Anne-Louise Payne, Secondary Phase Lead, and Kate Keane, Vice Chair of Schools Forum and Joint Primary Phase Lead, sit on the Additional Needs and Disabilities Partnership board, and note that:
We recognise the findings and recommendations outlined in the inspection outcome report, and remain committed to working in partnership to deliver the improvements needed for Surrey’s SEND children.
The report findings
The report found that partnership working led to innovative improvements in joint commissioning and noted strengthened multi-agency working had led to improved early identification of the needs of young people. Co-production was recognised as a “shining beacon”, with members of the ‘Accept, Teach, Listen, Access, Support’ (ATLAS) participation group of children and young people seen to be involved in “many of the recent positive changes across the Local Area” and “helping partnership leaders to understand and respond well to the current situation of inconsistency”. The report also acknowledged that leaders have been creative to address the rising mental health needs of children and young people in Surrey.
Despite these improvements, the report observed that inconsistencies remained. The report notes that children and young people and their families were found to be waiting too long for identification of their needs. Communication with parents and carers was considered in need of improvement, and the system found to be “hard to understand and navigate”. Inspectors noted that some parents and carers “feel ‘bounced about’ and confused”, and that to them “services appear disjointed and uncaring”. This is in turn contributing to “many parents and carers find[ing] it hard to build trusting relationships with professionals”.

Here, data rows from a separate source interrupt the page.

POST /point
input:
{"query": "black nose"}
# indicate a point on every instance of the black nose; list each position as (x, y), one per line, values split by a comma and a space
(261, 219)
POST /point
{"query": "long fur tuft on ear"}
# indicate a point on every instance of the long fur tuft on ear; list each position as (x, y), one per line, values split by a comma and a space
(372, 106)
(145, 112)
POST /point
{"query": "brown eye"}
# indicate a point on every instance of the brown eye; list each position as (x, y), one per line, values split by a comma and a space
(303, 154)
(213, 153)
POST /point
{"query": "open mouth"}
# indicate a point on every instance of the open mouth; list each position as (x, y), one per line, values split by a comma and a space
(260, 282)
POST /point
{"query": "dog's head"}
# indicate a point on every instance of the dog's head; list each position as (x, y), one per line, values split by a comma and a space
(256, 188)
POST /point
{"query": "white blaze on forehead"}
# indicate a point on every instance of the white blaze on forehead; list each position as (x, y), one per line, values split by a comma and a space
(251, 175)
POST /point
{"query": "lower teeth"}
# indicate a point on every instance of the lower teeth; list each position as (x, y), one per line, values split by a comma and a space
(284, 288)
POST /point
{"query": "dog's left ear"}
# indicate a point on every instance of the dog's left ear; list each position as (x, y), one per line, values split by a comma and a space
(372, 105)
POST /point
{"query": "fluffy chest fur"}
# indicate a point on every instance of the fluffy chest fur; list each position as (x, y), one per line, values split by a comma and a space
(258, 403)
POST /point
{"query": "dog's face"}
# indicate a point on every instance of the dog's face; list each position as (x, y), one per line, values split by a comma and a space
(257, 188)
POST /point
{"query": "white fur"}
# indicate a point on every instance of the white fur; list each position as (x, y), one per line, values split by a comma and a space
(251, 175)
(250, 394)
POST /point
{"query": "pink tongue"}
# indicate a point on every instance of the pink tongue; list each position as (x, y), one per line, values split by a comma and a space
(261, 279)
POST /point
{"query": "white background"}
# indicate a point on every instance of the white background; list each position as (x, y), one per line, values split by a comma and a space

While the Transitions team was noted as having “well understood referral pathways for young people needing support in adulthood”, support for children and young people during transitions between phases, geographical locations or placements was deemed “inconsistent”. The need to ensure children and young people with additional needs and disabilities, and their families, feel valued and visible in their communities was also highlighted.
Delivering improvements for Surrey children
Based on areas for improvement already acknowledged by the partnership in its self-evaluation, and those highlighted during the inspection, the partnership will take action to:
- further develop strategic evaluation of all partnership projects and interventions to improve their ability to monitor the impact and outcomes on children and young people at a system level.
- improve communications from SEN case officers and practitioners to parents and carers so that all stakeholders are supported to understand the system, decision making and feel fully involved in the journey with their child or young person.
- ensure that improvements continue in line with its recovery plan in respect of:
- reducing waiting times for health assessments
- increasing timeliness and quality of needs assessments
- increasing timeliness and quality of Education, Health and Care Plans (EHCPs) and annual reviews.
- continue to review the breadth and offer of alternative education provision in order to inform commissioning so that alternative provision meets children and young peoples’ needs and improves their outcomes.
A special meeting of the Surrey County Council Cabinet will be held on Monday 11 December 2023, 9.30 – 11am, to consider the outcomes of the Local Area SEND Inspection. This will be a meeting in public with representatives from the AND Partnership's statutory partners (Surrey County Council and Surrey Heartlands and Frimley Integrated Care Boards (ICBs)), Family Voice Surrey and Surrey school leaders in attendance. Details of that meeting, which will be webcast, will be published on or before Friday 1 December on the Council’s website.